鏡を見ているような錯覚の中で、一週間前に断った話が繰り返されていく。
「また一緒に家族で住もう。あの部屋で、今度はラスティアラさんを含めて、四人で……」
しつこい――と思うが、やっと僕の知る父さんらしさが出てきていると、安心もできる。なによりも、そのしつこさが「僕と一緒にいたい」という願いに、いま使われているのだ。

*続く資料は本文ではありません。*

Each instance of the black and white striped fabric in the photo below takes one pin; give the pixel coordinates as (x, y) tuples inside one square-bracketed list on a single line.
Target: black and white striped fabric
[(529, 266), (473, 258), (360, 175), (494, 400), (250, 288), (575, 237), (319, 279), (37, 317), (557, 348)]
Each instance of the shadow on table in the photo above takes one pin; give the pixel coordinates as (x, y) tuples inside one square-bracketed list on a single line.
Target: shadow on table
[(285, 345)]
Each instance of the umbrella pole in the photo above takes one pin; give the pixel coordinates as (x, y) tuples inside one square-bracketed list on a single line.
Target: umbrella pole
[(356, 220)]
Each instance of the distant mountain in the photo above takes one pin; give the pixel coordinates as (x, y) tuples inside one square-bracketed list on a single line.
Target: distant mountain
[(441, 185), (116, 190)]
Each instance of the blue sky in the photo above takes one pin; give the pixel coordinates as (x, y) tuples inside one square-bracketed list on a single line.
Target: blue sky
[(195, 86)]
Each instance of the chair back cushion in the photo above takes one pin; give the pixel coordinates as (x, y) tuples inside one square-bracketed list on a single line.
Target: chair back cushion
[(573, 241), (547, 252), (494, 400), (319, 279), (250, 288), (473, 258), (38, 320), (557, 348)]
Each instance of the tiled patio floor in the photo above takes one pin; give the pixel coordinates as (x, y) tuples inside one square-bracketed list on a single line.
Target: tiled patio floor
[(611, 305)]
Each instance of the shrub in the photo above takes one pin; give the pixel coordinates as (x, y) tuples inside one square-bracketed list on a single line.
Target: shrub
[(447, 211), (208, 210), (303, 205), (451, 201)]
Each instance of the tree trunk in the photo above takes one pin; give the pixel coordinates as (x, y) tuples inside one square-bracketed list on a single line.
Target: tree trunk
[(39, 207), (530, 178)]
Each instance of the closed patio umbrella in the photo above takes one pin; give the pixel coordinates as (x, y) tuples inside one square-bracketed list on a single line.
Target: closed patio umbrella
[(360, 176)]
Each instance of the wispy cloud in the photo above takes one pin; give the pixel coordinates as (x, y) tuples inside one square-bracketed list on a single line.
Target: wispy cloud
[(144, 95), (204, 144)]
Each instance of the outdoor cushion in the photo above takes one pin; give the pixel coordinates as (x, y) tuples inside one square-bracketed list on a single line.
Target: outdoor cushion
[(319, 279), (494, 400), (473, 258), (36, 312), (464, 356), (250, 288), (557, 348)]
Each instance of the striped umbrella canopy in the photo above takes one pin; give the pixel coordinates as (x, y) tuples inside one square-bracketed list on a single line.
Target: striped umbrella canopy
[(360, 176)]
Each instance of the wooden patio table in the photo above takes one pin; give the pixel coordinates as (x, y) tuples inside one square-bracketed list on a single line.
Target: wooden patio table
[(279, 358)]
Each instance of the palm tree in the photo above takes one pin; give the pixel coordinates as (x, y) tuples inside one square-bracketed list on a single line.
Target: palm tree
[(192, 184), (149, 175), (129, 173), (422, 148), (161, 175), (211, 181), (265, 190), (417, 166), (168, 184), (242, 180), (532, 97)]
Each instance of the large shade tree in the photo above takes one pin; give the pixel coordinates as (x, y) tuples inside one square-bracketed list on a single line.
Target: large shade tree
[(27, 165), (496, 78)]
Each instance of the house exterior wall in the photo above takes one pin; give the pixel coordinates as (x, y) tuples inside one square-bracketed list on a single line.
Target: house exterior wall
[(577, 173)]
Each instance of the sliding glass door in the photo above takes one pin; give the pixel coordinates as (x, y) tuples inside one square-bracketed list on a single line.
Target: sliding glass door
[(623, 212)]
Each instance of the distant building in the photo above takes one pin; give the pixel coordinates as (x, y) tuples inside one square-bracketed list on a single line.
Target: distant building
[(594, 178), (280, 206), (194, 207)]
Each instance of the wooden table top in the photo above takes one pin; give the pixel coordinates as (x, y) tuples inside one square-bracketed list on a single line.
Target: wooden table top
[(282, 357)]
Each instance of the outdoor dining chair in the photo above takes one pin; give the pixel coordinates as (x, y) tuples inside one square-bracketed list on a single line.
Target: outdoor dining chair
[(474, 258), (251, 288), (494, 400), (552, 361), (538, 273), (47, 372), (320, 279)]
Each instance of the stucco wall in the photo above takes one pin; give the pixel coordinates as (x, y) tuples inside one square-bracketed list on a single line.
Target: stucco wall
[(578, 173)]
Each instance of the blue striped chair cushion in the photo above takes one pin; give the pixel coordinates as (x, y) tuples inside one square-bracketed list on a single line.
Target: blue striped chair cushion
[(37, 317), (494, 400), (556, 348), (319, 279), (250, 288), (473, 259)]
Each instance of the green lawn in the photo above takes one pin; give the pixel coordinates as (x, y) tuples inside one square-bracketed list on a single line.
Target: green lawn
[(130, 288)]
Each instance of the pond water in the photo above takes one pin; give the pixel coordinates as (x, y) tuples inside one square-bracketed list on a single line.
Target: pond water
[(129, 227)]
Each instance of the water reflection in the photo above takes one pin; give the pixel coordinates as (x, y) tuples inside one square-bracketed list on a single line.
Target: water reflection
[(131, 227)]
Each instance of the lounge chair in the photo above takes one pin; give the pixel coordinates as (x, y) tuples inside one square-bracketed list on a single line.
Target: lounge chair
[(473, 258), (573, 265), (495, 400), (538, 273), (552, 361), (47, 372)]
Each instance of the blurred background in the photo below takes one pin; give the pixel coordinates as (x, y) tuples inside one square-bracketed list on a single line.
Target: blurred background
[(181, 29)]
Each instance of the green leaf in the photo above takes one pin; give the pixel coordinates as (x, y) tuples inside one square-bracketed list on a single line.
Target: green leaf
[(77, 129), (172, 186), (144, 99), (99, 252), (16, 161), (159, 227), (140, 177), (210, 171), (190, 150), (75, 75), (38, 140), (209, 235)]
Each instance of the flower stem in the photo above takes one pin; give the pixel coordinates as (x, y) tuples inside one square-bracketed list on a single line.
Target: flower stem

もう二度と、僕は『いないもの』なんて自虐はできないだろう。
その嬉しさを噛み締めている間も、畳みかけるように父さんは勧誘する。
「いや、新婚のおまえたちは流石に別の部屋がいいか? 俺たちと同じフロアならば、知り合いに頼んですぐ空けられるはずだ。何も心配は要らない」
その軽口を交えながらの勧誘は、僕にとって本当に――『夢』のような話だった。
ただ、そういう流れに慣れている僕は、流されることなく首を振る。
「ごめん、父さん。僕は『異世界』に戻るよ。絶対に帰らないといけない」
勧誘を振り切り、断ち切る。
その迷いのなさに、父さんは悔しそうな表情を浮かべて、聞く。
「……どうしてもか?」
確認に対して、すぐに僕は「どうしても」と頷いた。
何度聞かれても答えは同じだと伝え続ける。
だが、まだ父さんは諦められないようだった。
その最大の理由は、目の前にいる僕だろう。涙が滲ませている僕に向かって、それはおかしいと粘り強く説得していく。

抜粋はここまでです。